Housesteads Roman Fort & Museum
Housesteads Roman Fort & Museum Hexham Reviews
Housestead Fort and Hadrian's Wall Jan 02, 2014
Housesteads fort is one of the best preserved fortresses on Hadrian’s Wall, the massive defence that marked the edge of the Roman Empire. It was occupied by a century of auxillary soldiers from the time the wall was built, early in the second century AD, to when it was abandoned late in the 4th. The remains include evidence of bakeries and bath houses, the gate houses, and the barracks where they slept. The real attraction, however, is the wall itself. Hadrian’s wall was built right across the top of England (it’s roughly 50 miles south of the current border) to separate the civilised tribes in the south from the troublesome Picts in the north. The Romans did have trade, and slaving relations, with the people living north of the wall; the Antonine wall is in central Scotland, and also Roman. But they never really conquered Scotland and the wall marks their defensive efforts.
The wall at this point crests a ridge line, with the manmade ramparts balanced along natural cliffs with what would have been marshland along the bottom (it’s fields now, thanks to 2000 odd years of improved agriculture). It must have been nearly unassailable. There were fortresses frequently along its length, and “mile castles” – mini fortresses – every Roman mile. It was heavily defended and you have to feel a little sorry for the auxillaries, raised in other, warmer parts of the empire and posted to this frozen, windy land. The landscape forms part of the Northumbrian National Park and is amongst the most dramatic in England.

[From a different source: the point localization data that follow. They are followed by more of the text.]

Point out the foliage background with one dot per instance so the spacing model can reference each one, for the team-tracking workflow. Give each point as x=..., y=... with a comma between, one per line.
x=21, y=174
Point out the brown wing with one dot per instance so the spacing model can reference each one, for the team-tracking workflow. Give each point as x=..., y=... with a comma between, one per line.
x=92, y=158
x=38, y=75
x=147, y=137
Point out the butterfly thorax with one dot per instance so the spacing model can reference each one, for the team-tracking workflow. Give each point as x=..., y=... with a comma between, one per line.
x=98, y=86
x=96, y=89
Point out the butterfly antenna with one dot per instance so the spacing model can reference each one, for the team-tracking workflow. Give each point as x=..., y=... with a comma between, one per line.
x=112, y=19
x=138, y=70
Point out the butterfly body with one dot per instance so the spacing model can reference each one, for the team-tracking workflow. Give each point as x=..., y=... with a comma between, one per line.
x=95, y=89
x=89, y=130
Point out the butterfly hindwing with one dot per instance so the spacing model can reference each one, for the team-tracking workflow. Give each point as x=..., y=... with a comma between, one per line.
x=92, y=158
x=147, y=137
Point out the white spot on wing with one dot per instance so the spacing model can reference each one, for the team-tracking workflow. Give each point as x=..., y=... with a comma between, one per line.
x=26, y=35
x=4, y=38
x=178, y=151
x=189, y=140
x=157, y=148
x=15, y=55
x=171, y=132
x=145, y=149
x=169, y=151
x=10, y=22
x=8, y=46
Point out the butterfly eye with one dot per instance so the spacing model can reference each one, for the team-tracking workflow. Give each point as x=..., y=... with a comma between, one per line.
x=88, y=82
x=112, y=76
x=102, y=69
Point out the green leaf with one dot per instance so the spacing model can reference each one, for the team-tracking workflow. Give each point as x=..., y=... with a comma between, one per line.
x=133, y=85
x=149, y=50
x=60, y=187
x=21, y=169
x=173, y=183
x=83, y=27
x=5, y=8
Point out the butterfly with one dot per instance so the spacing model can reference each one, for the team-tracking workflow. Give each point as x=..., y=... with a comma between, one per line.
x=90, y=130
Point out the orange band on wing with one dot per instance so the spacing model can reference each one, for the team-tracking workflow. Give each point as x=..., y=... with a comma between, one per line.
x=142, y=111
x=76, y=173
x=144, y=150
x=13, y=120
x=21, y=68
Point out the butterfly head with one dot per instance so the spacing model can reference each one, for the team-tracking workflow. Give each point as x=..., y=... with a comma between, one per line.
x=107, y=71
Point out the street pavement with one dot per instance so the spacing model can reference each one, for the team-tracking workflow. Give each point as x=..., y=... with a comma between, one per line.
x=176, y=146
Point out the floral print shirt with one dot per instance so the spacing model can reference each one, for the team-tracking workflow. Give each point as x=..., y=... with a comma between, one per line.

Entrance to the fort is not cheap, and is governed by English Heritage. This means that there are separate charges both for parking and for entrance to the fort. There’s a visitor’s centre and the obligatory gift shop, and guide books are available. Parking aside, it should be free to walk along parts of the wall, so whether you want to pay for admission depends on how close a look you want at the ruined fort. I think it’s worth it, but then the fort was technically shut when I went so I got in free. It’s quite a long, hilly 10 minute walk from the car park so might not be suitable if you have severe mobility restrictions, but there is a path so baby buggies should make it. Dogs are welcome on the wall as long as they behave themselves – bear in mind that there are sheep around and your dog mustn’t be allowed to harass them. Bring a hat – it will be windy. The nearby Twice Brewed Inn, in Twice Brewed (my current favourite place name in the UK), is a rather splendid pub and good for warming back up in.